For all the back and forth on this topic that we seem to have every time it comes up, I think the majority of game play would actually be quite similar for most of us.
However there are still things I don't think I will ever understand:
- Why is "I use [INSERT SKILL]" forbidden if the intent and action is clear? Because 80% of the time when people say it in my game it is. That other 20%? I ask for clarification. I encourage more descriptive play, but that may be as simple as "I use [INSERT SKILL] by doing [INSERT DETAIL]".
- How are you not diminishing the values of investment in skills if a person can just describe what they're doing to get an automatic success*?
- Why is finding/disabling the once in a blue moon trap/secret door with a couple of dice rolls a deal breaker for you if you aren't the person doing it and it takes a minute or so to resolve? It's a minor speed bump I put in for flavor, not the focus of the game for me.
- Why is it a big deal if the DM wants to keep the players guessing about whether or not the PC is using deception by having people roll an insight check?
*I don't know how many people do this, but at least some do or they have not made it clear if they ever call for a roll.
* Why is "I use [INSERT SKILL]" forbidden if the intent and action is clear?
Obviously in my games it isnt. If I need more info, I ask. If it's a new player, I may try to coax more out of them with leading questions if there is an obvious hook in the scene to gain advsntage, as a teaching tool for newboes.
* How are you not diminishing the values of investment in skills if a person can just describe what they're doing to get an automatic success*?
In my game, in challenges that matter, the auto-successes will almost always derive from their skills. My game primer outlines the auto-success by skill parameters we use - and they are driven by stats not dialog. An exceptional plan (which is a lot more than just describing the most obvious "how we do this" like "I wipe a handle") can get you advantage. A bad plan, disadvantage.
* Why is finding/disabling the once in a blue moon trap/secret door with a couple of dice rolls a deal breaker for you if you aren't the person doing it and it takes a minute or so to resolve?

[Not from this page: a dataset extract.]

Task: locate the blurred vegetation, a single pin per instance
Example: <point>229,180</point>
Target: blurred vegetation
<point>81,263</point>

It's a minor speed bump I put in for flavor, not the focus of the game for me.
That's about the frequency I see these in my games.
In fact, Mondsy I expect a player to auto-spot a fake wall section because his passive scores are high enough to do so.
* Why is it a big deal if the DM wants to keep the players guessing about whether or not the PC is using deception by having people roll an insight check?
Hah. In my games, players make every roll, ever. I do not touch dice. (They roll "armor check" to "not get hit" for example.) They are also told in rule "you can use the die roll in your and your character's assessment and conclusion, as a measure of how confident your character is about the result. It's not meta-gaming." I as GM carry through on that with my descriptions and narration. A roll of 2 gets a narrative which shows it was not a result that's all that convincing, conclusive. Typically it adds something in the narrative that shows some environmental factor monkeying the wrench.
But, with success, failure-no progress and failure- some progress with setback all PHB core, this does not remove or limit my ability to make insight checks very fun and useful and mysterious. Or any other check, for that matter.
That said, I am not a GM who goes in for actual puzzles. Much more a fan of more interactive challenges like social or mysteries myself.
All that said, the part I still see very few clear answer on is - and I cant figure out if it's very odd or very telling - for all of the bluster and banter about how approach-method-no-dc-until-method-only-roll-if-method-uncertainty and huff about how they suto-success vs checks and stats etc etc etc... is how often does it happen?
How often does a challenge that matters get resolved thru method-approach without a comparison of "difficulty to skill of character" (not necessarily numbers) vs how often are these challenges resolved using comparisons of diff to skill of characters?
We saw one poster say it was 50/50 out of combat iirc.
Me, I gave a more detailed breakdown that basically puts it at about 1 in 10 for my games at most. 9 times in 10 character stats vs difficulty is used in resolving challenges that matter and method-approach is limited to the advantage/disadvantage side.
Has one which said there were normally only very few approaches that auto-success but was not clear if that was per challenge - so not really sure.
It's just odd for something so lauded so strongly, the actual number of times the method-approach removes uncertainty auto-success is applied seems to be something that keeps getting, well, it seems... hidden.
I mean, if I am promoting something that I do in my games, how often it happens and makes a diff is not usually something I am shy sbout.